A familiar feature of twentieth and twenty-first century “continental philosophy,” in Lorimer’s hands “the flourishing of difference” (6) becomes the cornerstone of Anthropocene thinking and practice. Here, “difference” is conceived as unruly and unmanageable, defying human prescription. Whilst an unaffected celebration of difference, such as Lorimer’s, is by now commonplace, largely divested of its philosophical history, as we find it here, the value ascribed to “difference” feels underspecified. Is it ethical? Philosophical? Political? Are the qualities that Lorimer glorifies — hybridity, immanence, and the multinatural — advanced as good in themselves, or pragmatically, as better conceptual tools to achieve practical ends? By focusing primarily on the applied value of the Anthropocene as a “necessary shock to environmental thought” (3) with the potential to raise awareness of inter-species entanglements, Lorimer’s “part critique, part manifesto” approach permits little time for philosophical untangling. Instead, Lorimer aims at a practical intervention, endeavouring to track the Anthropocene’s “emergence and leverage its conceptual and political potential to summon new modes of environmentalism” (179). For this to be entirely convincing, Lorimer would need to strengthen the links between his practical proposals and the theoretical terminology which he harvests from Latour, Bennett, Stengers, and others, which at times feels obstructive and disconnected. What does it mean, for example, to “figure this cosmopolitics as biopolitics” (183)? Or for conservation to become an “indeterminate, performative simulation” (183)?

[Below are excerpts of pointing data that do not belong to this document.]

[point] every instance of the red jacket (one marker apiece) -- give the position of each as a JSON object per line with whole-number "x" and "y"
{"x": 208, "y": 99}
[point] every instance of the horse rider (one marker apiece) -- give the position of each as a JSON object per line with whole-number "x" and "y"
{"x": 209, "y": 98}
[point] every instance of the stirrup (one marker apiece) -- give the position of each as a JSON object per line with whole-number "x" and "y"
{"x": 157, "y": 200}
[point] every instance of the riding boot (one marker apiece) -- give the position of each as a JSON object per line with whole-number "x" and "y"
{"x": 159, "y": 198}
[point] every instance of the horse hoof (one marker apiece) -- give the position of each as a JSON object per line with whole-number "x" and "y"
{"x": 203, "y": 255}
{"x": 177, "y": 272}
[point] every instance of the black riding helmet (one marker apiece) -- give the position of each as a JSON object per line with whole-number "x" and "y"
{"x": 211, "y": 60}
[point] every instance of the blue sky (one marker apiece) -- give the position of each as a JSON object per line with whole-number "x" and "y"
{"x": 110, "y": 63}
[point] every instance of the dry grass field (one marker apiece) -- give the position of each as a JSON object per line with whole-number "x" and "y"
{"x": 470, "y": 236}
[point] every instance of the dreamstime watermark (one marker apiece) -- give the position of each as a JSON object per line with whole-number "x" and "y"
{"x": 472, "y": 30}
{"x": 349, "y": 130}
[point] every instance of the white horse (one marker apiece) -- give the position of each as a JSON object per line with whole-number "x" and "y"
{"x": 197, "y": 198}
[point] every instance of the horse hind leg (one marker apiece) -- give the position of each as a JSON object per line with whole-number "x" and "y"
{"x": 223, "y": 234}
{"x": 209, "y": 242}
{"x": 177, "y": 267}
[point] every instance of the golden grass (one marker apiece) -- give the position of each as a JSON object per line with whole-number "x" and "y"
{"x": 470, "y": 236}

Lorimer’s impatient desire to engage immediately with the practicalities of Anthropocene living is understandable, and much of what he suggests is convincing: his insistence on the value of affect in determining conservational practice; his attentiveness to context and geographical specificity in order to inaugurate a process of cross-species attunement; and perhaps most persuasively, his vision of a shift from the micromanagement of stewardship to a less prescriptive sense of difference in the form of “the cosmopolitics of rambunctious gardening” (184). Ultimately, however, Lorimer’s book induced in me a nagging concern that the philosophical shortcuts which it takes evade the alarming reality of the Anthropocene. Rather than compelling us to proceed along familiar theoretical trajectories more staunchly, or to cast off the theoretical altogether, the Anthropocene short-circuits our conceptual and ethical frameworks. It “blurs and even scrambles […] crucial categories,” Timothy Clark writes, and “manifests itself in innumerable possible hairline cracks in the familiar life-world, at the local and personal scale of each individual life” (9). As Lorimer’s advocacy of alternative conservational practices attests, the challenge for both Anthropocene scholarship and action is to acknowledge and explore these cracks, to brave an unknown future without retreating into the deceptive consolations of a conservational or theoretical past.